Name of the game for this purchase is EDGE RETENTION.
My current cheapo stainless knock off Tramontina 150 utility knife is nearly the most used knife in the house... everything from making sandwiches to trimming silverskin and slicing green onions. I'm sick and tired of having to sharpen it every other week (I like my parers/petties sharp af). 

Here is a short list of the knives in consideration:

Tanaka r2/sg2 Damascus 150 Petty (from K&S)

Gesshin Kagero srs15 150 Petty (from JKI)

Haruyuki/Akifusa srs15 150 Petty (from Knifewear as I'm in Canada)

Moritaka AS 'supreme series' 150 Petty (from Paul's Finest)

What is everyone's thoughts on a good 150 petty with above-average edge retention and decent heel height?

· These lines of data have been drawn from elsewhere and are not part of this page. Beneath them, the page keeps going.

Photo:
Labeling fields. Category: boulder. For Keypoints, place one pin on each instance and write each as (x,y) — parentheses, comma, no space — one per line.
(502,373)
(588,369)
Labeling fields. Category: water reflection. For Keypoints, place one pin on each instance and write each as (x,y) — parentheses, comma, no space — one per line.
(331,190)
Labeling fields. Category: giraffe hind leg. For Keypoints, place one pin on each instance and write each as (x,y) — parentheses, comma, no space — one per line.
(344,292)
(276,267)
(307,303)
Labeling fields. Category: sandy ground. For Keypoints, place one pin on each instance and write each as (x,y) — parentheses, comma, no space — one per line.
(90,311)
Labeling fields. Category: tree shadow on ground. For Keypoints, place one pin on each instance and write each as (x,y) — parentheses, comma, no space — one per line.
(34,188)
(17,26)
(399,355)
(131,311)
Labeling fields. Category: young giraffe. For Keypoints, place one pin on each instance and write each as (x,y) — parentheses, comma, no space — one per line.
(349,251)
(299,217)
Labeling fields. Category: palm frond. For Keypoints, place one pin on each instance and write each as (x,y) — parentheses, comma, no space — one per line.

I am more than willing to look at other knives, these are just the ones I've been eyeing off the top of my head.


----------



## Barmoley (Nov 14, 2017)

What about Sukenari YXR7 or HAP40 from K&S, they are listed as 30-32mm tall at the heel, maybe you can ask James to pick you one of the taller ones. I haven't used either one of these, but the steels are supposed to hold an edge for an extended period of time.


----------



## Paraffin (Nov 14, 2017)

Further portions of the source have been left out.